地球に優しい住宅

リフォームの歴史は、今から50年ほど前にさかのぼると言われています。戦後から20年余りが経過した頃ですが、当時の住宅はようやく一戸建て住宅が増えてきた頃で、それ以前の住宅は集合住宅もたくさんありました。住宅の質は今よりも悪く、都心部は特に空襲で住宅を失った人が多かったことや、住宅を建てるにも資材と人材が不足していたため、とにかく質よりも量という考え方が一般的だったのです。そこで、リフォームが日本に入ってきたとしてもなかなかリフォームに適した住宅はありませんでした。 住宅は普通内装から悪くなっています。耐用年数で言えば、躯体よりも内装のほうが短いのです。ですが、内装だけを取りかえるリフォームをしにくい家が多かったのです。
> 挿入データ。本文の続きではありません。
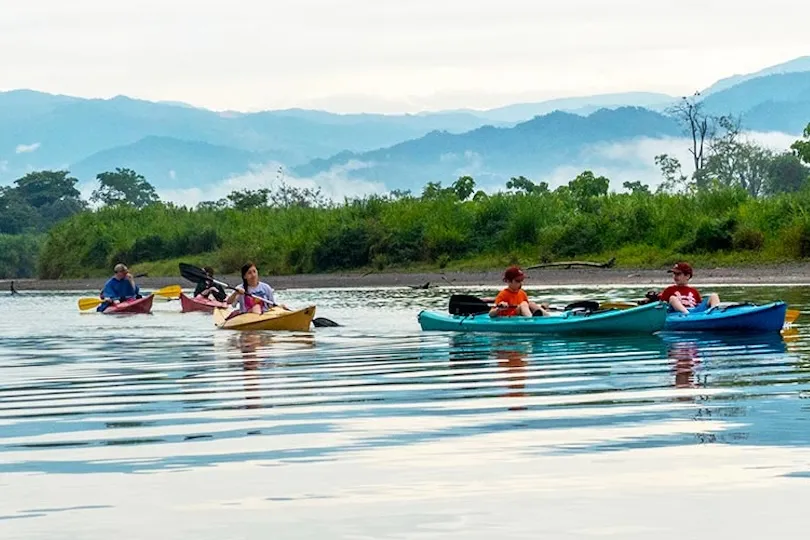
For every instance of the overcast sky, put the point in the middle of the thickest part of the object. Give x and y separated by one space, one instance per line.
388 55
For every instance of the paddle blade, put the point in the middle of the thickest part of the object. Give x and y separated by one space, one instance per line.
170 291
465 304
323 322
193 273
617 305
198 275
89 303
791 315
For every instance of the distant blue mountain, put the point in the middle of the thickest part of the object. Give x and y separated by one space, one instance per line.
492 155
171 163
174 144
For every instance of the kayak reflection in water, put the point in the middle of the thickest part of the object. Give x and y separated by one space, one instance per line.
254 287
207 289
119 288
513 300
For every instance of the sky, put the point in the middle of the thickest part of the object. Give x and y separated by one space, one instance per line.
388 56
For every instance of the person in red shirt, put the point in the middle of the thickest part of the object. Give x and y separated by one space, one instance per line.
513 299
681 297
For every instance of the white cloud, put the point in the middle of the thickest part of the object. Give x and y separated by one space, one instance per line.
334 184
635 160
361 55
25 148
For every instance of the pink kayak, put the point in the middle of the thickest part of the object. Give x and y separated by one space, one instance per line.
140 305
199 303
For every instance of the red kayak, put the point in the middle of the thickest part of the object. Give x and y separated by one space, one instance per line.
199 303
140 305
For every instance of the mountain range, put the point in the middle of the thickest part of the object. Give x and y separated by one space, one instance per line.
178 146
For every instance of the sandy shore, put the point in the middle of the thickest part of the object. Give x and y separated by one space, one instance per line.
794 274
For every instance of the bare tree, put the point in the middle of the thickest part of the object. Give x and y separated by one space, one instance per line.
697 125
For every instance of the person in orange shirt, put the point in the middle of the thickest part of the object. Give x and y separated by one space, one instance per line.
513 299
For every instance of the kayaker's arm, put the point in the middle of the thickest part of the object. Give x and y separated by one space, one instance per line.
234 295
494 312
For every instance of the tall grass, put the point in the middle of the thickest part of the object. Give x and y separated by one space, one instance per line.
440 231
19 254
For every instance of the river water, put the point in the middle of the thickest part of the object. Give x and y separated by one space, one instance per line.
161 426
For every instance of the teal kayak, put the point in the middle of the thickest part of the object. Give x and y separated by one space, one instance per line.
734 318
645 319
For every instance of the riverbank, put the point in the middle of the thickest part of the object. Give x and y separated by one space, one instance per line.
791 274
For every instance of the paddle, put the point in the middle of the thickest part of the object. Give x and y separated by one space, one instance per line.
170 291
465 304
790 315
197 275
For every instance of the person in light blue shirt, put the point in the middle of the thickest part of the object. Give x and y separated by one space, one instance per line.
118 288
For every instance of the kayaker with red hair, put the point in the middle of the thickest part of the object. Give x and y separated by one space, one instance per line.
118 288
513 300
682 297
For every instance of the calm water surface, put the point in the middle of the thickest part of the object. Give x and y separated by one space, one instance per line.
160 426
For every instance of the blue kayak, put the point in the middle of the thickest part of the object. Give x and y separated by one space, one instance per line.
734 318
645 319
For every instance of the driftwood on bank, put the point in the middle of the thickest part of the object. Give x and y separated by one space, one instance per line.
570 264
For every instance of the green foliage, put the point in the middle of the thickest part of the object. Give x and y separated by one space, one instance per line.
786 174
587 185
712 234
444 227
746 238
802 146
18 255
524 185
37 201
123 187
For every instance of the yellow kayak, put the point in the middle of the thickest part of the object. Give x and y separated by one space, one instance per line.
275 318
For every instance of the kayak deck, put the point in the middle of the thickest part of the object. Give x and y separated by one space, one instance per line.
276 318
645 319
735 318
140 305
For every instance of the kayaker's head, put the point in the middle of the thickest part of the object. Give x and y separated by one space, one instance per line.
513 277
121 271
681 273
250 275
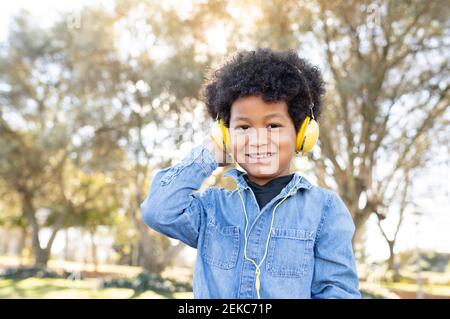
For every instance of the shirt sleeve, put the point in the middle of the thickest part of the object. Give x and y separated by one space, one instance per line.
335 273
174 206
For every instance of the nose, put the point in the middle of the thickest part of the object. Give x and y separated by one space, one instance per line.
257 138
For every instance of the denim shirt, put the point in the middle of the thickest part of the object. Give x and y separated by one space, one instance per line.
310 249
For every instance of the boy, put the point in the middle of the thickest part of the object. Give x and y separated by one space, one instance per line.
276 235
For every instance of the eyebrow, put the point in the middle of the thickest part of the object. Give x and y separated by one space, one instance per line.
237 118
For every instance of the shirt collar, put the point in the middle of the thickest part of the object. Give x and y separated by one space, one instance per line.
238 176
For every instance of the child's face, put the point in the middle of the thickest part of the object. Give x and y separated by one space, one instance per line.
262 138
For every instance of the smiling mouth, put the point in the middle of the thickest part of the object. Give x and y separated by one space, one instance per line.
259 156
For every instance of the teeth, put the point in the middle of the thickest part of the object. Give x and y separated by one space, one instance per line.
260 155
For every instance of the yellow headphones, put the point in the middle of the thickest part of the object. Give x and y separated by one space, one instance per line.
307 135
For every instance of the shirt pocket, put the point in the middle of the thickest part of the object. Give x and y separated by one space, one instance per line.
221 245
290 252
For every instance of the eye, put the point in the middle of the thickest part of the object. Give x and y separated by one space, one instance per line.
242 127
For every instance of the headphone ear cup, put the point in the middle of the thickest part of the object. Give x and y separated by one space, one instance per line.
216 134
226 135
311 136
307 136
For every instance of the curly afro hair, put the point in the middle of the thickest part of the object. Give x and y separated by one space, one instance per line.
273 75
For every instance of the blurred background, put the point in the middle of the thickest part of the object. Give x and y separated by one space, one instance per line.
96 96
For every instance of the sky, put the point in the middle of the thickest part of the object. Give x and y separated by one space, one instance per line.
433 229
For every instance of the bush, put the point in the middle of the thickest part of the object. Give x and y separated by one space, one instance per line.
28 272
147 281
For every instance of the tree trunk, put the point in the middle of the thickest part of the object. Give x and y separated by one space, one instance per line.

つまり、【住宅の寿命=内装の寿命】でもあったのです。住宅の躯体はまだ何十年も使えるにも関わらず、内装がダメになってしまったことで、住宅を壊さなければなりませんでした。そのように考えると無駄が多く、環境的にも決してよいこととは言えません。 そこで、リフォームしやすい住宅が必要になりました。リフォームしやすい住宅とは、躯体の部分と内装を分けて考える建築構造です。これをスケルトンインフェルと言ったりしますが、躯体は壊さなくても内装だけを取り壊してそこから何年も使うという方法です。これによって、住宅の寿命は延び、また木材を無駄に伐採するということも亡くなってきたのです。